After the travails of 2020 it’s not just massive brands that are looking to use this technology, but smaller businesses as well, thanks to advances in access and the creation of web-based AR. Method’s solution to this need is Mattar, a web-based AR platform that was born out of the need for an easier and more cost-effective experience.
“It’s so interesting how many people want an augmented reality experience now. We’ve got everyone from coffee shops, through to large players across FMCG, clothing, and museums. But what’s really interesting is that there’s still a lot of education to be done.
“We’ve got a few companies we’re working with at the moment, with a few different campaigns and how Mattar can take it to the next level. People know they want webAR, however, they’re still coming to grips with how it works and how it can add value to their brand or product,” explains Ramlu.
This unknown and untapped potential for brands can be the most exciting part of these burgeoning technologies, or at least it is for Cocker.
“Every single day I’m talking to emerging tech vendors or creators that are using technology as a platform to build new experiences and that is so exciting. They’re almost experiences that you couldn’t imagine that anybody would have cared about a year ago,” she says.
However exciting this emerging technology and its attendant opportunities for brands may be, Cocker is concerned about the prospect of untrammeled development. She says now more than ever governance is needed around new technology to protect users.
“With the emergence of 5G, there will be so much game-changing technology at our fingertips that we need to educate ourselves on how this is going to change our lives. We need to put up the right safeguards for users because, at the end of the day, the tech isn’t what you have to worry about, it is the human application of that technology,” she says.
Ramlu believes these tech-driven experiences need to enhance the physical world, not replace it.
“One of my real concerns is technology taking over the opportunities for you to actually explore a space yourself. We need to take it as a way to enhance stories, rather than erode them,” she says.
Tourism Australia’s Coghill shares a similar outlook and acknowledges although this technology is creating richer experiences, there is still a time and a place for it.
“It should be there to add a level to the storytelling or content experience not just for the sake of having an immersive experience alone,” she says.
So how do we ensure this technology is additive to experiences? “It starts with technology leaders taking a stance on their moral responsibility,” says Ramlu.
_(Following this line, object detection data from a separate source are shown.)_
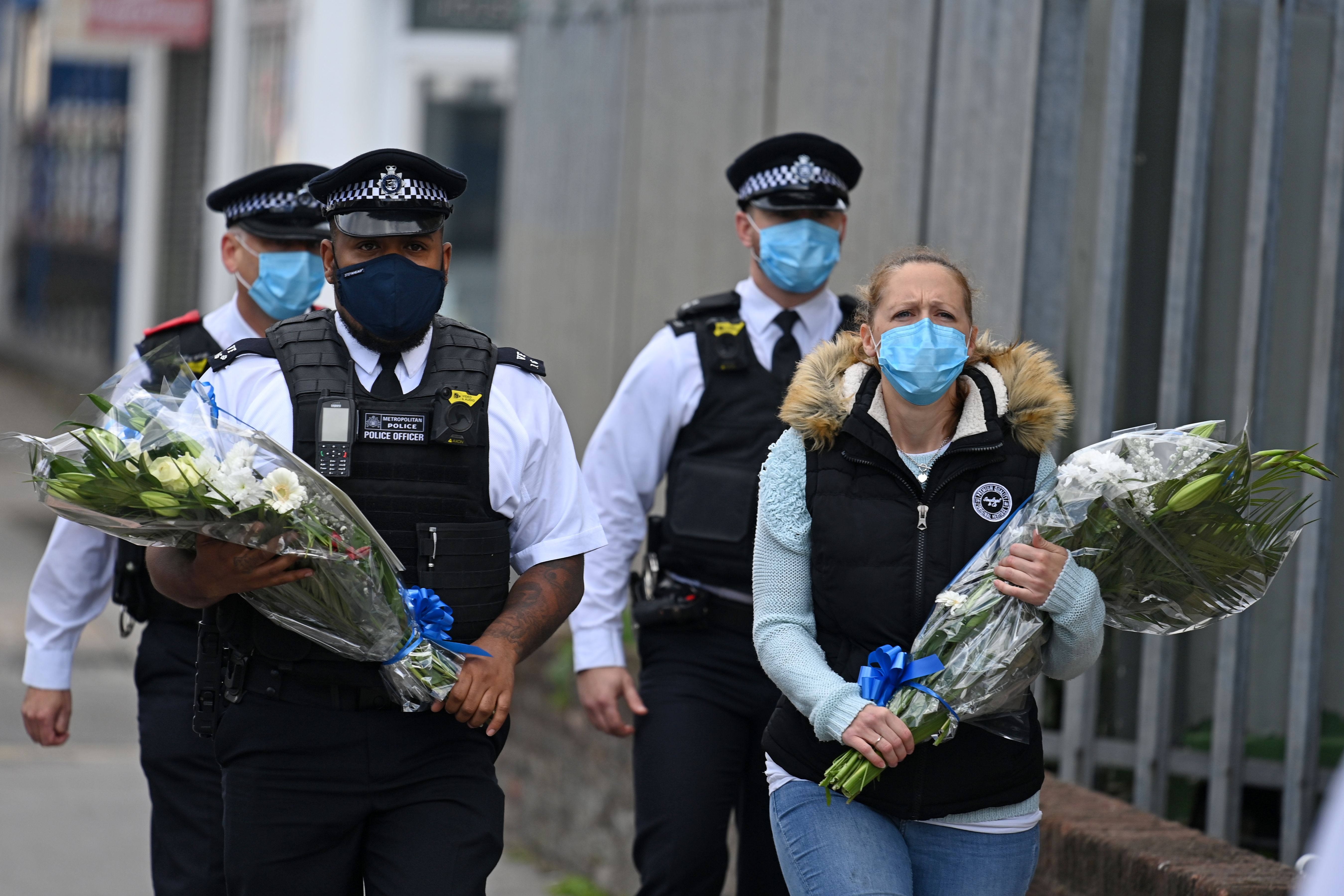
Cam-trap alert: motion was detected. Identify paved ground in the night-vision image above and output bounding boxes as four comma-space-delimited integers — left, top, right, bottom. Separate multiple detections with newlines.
0, 368, 554, 896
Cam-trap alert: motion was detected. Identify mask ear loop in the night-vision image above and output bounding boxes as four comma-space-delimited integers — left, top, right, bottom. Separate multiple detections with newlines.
742, 211, 761, 265
228, 234, 261, 293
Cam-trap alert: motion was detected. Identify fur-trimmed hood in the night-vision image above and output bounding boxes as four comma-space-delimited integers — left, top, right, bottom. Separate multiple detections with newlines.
779, 332, 1074, 453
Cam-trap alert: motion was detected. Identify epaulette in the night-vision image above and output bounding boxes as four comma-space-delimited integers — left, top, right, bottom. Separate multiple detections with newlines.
495, 345, 546, 376
668, 290, 742, 336
145, 308, 200, 336
210, 337, 275, 371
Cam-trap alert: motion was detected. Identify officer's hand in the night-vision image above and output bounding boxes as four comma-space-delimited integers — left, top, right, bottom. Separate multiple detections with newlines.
840, 704, 915, 768
23, 688, 71, 747
173, 535, 313, 603
995, 532, 1069, 607
578, 666, 648, 737
430, 636, 517, 736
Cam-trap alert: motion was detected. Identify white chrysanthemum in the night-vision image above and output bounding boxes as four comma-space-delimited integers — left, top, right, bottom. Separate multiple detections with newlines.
208, 465, 266, 509
933, 591, 966, 615
261, 466, 308, 513
149, 457, 187, 492
188, 454, 219, 480
1059, 449, 1140, 490
224, 442, 257, 470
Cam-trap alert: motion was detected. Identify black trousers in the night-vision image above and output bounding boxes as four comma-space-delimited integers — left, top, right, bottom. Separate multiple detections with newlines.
136, 621, 224, 896
215, 693, 507, 896
634, 629, 789, 896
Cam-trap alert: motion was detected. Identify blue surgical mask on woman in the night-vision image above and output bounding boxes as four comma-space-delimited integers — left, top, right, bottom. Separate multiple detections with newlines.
234, 239, 326, 321
747, 215, 840, 293
336, 253, 444, 341
878, 317, 968, 404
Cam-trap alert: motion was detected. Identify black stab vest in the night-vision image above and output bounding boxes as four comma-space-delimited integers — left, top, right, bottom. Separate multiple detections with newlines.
763, 367, 1044, 818
659, 293, 856, 594
112, 318, 219, 625
219, 310, 513, 686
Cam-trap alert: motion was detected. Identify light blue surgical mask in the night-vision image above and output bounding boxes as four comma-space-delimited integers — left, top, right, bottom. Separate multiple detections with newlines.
747, 215, 840, 293
235, 239, 326, 321
878, 317, 968, 404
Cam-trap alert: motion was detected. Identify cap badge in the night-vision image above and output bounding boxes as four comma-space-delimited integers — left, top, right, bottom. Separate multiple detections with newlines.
378, 165, 406, 199
789, 156, 821, 184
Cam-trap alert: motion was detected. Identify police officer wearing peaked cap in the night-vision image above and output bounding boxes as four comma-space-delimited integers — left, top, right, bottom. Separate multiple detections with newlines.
570, 133, 861, 896
23, 164, 326, 896
148, 149, 603, 896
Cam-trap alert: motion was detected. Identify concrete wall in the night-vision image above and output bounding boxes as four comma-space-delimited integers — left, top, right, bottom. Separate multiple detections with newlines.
497, 0, 1042, 447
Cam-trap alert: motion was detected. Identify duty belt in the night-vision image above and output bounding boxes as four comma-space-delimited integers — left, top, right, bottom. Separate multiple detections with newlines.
242, 654, 400, 711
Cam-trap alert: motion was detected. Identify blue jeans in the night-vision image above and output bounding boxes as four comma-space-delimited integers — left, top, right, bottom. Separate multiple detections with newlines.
770, 780, 1040, 896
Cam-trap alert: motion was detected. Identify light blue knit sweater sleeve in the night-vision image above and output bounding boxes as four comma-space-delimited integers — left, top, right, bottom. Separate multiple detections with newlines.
1036, 451, 1106, 678
751, 429, 1103, 740
751, 429, 872, 740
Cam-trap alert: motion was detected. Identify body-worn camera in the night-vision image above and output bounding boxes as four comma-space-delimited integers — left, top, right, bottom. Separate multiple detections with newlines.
630, 516, 710, 629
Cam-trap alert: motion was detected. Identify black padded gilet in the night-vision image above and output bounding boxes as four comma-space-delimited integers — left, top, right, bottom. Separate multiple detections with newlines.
659, 293, 856, 594
219, 310, 521, 672
763, 367, 1044, 818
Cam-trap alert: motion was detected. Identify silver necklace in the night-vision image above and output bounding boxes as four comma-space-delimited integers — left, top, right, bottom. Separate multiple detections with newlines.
896, 438, 952, 485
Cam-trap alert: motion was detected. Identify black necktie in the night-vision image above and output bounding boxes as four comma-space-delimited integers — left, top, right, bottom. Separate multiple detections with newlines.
770, 312, 802, 383
370, 352, 402, 398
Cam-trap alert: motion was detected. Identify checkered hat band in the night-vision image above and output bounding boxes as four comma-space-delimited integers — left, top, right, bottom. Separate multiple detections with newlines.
322, 177, 448, 212
738, 164, 849, 199
224, 190, 312, 220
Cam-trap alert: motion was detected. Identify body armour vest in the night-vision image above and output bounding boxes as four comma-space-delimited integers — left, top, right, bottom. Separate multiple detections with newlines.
214, 310, 516, 686
659, 293, 856, 594
112, 312, 219, 625
763, 367, 1044, 818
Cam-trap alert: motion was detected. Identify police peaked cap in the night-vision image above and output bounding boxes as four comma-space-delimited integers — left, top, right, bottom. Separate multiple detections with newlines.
206, 163, 329, 239
726, 133, 863, 211
308, 149, 466, 236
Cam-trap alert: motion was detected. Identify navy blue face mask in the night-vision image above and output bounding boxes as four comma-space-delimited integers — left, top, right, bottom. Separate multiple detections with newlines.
336, 253, 444, 343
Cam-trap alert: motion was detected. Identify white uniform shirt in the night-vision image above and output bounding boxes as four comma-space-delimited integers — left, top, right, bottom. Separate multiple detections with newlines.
23, 294, 259, 691
202, 316, 606, 574
570, 277, 843, 672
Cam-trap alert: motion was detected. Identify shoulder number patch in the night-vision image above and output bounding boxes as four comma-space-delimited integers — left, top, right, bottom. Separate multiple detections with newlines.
448, 389, 484, 407
970, 482, 1012, 522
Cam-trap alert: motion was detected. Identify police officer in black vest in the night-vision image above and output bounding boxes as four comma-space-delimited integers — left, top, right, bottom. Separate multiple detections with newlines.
570, 133, 861, 896
148, 149, 603, 896
23, 164, 328, 896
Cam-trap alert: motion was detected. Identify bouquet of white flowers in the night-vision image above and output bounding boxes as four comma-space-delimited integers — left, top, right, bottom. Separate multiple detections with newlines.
821, 420, 1333, 799
5, 346, 485, 711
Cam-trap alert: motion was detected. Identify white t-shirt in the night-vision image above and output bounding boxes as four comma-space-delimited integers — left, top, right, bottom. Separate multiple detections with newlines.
765, 754, 1040, 834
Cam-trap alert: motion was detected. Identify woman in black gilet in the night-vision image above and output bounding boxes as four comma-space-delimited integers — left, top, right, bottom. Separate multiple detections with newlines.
753, 249, 1102, 896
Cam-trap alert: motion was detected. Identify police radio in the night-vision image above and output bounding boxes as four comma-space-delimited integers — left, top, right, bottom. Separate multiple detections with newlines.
317, 398, 355, 477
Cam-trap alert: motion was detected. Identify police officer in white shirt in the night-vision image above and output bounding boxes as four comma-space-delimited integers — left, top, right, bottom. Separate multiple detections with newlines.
23, 164, 328, 896
570, 133, 861, 896
148, 149, 605, 896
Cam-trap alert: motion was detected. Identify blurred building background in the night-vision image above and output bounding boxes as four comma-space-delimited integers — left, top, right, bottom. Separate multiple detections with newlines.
499, 0, 1344, 861
0, 0, 515, 383
0, 0, 1344, 881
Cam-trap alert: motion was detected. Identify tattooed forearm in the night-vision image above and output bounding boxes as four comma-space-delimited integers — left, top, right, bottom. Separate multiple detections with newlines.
481, 553, 583, 661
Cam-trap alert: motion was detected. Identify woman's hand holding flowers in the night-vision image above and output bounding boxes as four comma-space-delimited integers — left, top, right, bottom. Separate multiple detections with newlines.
840, 704, 915, 768
995, 532, 1069, 607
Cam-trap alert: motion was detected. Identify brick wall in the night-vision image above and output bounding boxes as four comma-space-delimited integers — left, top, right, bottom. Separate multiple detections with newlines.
499, 634, 1294, 896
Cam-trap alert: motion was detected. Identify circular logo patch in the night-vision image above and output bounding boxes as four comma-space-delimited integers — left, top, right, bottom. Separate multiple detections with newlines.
970, 482, 1012, 522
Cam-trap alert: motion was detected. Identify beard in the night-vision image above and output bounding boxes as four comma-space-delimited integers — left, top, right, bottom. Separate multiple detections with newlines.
336, 301, 434, 355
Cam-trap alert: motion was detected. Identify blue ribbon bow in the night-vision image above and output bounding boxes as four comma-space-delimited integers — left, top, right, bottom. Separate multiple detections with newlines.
859, 643, 961, 723
383, 586, 491, 666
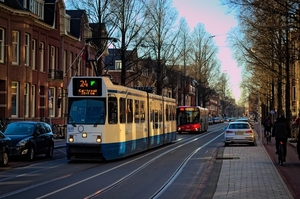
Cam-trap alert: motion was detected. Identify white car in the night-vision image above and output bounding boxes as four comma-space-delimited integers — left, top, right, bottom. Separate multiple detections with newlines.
224, 122, 255, 146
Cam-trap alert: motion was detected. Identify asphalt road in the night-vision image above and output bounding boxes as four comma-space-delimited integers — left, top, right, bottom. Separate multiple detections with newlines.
262, 124, 300, 198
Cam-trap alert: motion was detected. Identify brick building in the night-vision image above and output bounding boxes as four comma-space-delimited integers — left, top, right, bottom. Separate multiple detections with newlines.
0, 0, 93, 124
“Ultimately it comes down to people and the individual moral responsibility to make sure we’re correctly setting things up for the next generation. We want them to appreciate these experiences, but also use them in a healthy, balanced way. And that comes down to the tech providers making sure they’re drawing that line,” she says.
At the end of the day it comes down to the people factor, and according to Ramlu if last year showed us anything, it is that real connections cannot be replaced.
“Through 2020 we saw so clearly that we were all craving people and human company. We aren’t ready to live in a fully virtual world. So, while we may be looking at how tech has enhanced our lives, it hasn’t replaced some of the really important things, which are the human connections we make and nurture,” she says.